Shortly after reading The Holographic Universe, I wrote a letter to physicist David Bohm requesting that a study be performed that looked at human perceptions of time, including circular time (the world of dreams) and linear time (the world of events).   I had no idea that David Bohm was deceased when I wrote that letter to him in the mid-1990s but have felt and continue to feel over the years that work in quantum physics and work in paranormal thought are somehow intrinsically linked.  Matter and anti-matter may correlate loosely to real time and to dream time.  

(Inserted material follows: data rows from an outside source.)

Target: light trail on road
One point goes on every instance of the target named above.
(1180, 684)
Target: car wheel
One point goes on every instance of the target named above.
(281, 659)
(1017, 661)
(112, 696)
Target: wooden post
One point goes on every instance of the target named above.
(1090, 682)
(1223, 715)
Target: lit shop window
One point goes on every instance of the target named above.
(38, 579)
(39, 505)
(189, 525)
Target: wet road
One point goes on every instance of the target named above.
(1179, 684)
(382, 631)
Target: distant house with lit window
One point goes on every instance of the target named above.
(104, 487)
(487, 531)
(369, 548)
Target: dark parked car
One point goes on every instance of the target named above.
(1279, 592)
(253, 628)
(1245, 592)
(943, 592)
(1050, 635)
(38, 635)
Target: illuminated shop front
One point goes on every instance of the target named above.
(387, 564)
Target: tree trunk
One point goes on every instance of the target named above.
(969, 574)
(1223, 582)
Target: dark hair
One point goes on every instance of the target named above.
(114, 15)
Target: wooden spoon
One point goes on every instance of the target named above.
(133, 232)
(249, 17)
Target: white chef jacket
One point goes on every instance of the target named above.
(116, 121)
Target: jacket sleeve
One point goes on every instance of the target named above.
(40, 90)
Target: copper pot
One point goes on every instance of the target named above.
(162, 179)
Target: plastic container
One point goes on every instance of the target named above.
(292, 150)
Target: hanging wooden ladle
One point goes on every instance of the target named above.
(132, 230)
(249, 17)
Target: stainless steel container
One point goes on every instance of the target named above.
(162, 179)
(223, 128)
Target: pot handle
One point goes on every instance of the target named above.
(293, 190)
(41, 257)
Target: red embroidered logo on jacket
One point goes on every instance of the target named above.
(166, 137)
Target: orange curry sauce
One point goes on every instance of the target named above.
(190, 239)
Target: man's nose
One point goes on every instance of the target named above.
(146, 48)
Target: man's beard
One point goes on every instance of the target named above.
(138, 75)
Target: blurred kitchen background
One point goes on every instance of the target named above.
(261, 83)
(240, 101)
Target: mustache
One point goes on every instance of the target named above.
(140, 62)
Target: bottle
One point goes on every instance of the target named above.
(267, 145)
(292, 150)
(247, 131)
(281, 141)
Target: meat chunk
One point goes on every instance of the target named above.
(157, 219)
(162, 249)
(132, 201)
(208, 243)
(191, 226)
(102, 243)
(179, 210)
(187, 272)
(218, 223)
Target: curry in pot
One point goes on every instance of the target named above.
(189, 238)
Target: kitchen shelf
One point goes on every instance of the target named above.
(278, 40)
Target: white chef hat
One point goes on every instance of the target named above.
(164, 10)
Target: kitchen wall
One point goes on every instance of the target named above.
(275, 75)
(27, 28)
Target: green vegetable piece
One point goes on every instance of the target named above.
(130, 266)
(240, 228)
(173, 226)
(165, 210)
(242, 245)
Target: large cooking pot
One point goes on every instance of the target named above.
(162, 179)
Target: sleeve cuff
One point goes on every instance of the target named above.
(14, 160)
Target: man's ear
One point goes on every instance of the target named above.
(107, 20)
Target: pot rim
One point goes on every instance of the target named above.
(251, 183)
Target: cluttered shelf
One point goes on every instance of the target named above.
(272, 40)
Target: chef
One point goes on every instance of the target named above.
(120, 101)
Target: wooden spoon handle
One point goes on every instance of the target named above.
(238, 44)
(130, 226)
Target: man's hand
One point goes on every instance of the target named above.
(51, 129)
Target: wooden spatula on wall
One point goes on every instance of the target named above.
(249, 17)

Recently in the past few years I have come to understand my six-year-old child within through these lenses.  I feel that I must learn to listen to what this child has to say or what she is feeling.  I feel that by listening to this child I may be able to connect to the child and the vulnerability before my thoughts have migrated to full-blown paranoia.  This is an extremely important but difficult path.  There is a huge amount of research out there about honoring the child within.  However, there is not a lot of research out there about how honoring extra-sensory perceptions or thought patterns may help quell or disperse or render neutral paranoid thoughts and paranoid perceptions. In addition to dispersing paranoid thought before it begins, this approach may potentially shed light on some insights that are down the scale from logical thought but not at the other end of paranoid thought either.

During the past few years as I have been locating and holding up that six-year-old child, I have felt extraordinarily vulnerable, prone to having extreme bouts of tears as past fears have come unglued.  During this time of elevating this child of six, I have sought more frequent meetings with my therapist in terms of translating this new dynamic of an elevated inner child to everyday realities of a job search, getting a healthy dinner on the table, taking and managing meds, getting an exercise regime established and managing moods in general.

Quite late in my own emotional development, I have concluded that this six-year-old child may have certain insights beyond normal sensory perception.  The challenge now is to find the means and wherewithal to listen to that child within rather than minimize that child’s “doglike” abilities.  The impetus in this world is to discount any sort of extra sensory perceptions we may have (that that child may have) in preference for logic and all things explainable through reason in this world.  So far, it is clear that as a society we value perceptions that are logical and shun perceptions that may arise through intuition or some alternate form of perception not related to logic. 

I call this type of intuition or perception “unknowledge” or “illogical communication” or “ecological communication.”  We don’t expect nature or feelings to follow the linear laws of logic.  We expect nature to follow cycles and courses of development that are multi-dimensional and cyclical.  It follows that some of us, perhaps those with a bipolar or other mood disorder diagnoses, have trains of thought that are ecologically informed rather than logically informed.  Perhaps a lack of reason may not necessarily be a bad thing if we can tease out the dangerous components that are correlated with paranoia before they can even exist or present. Perhaps if we catch illogical and ecological thought at the onset before connections to paranoid perceptions, this illogical and ecological thought can provide insights and awareness that the logical mind cannot perceive.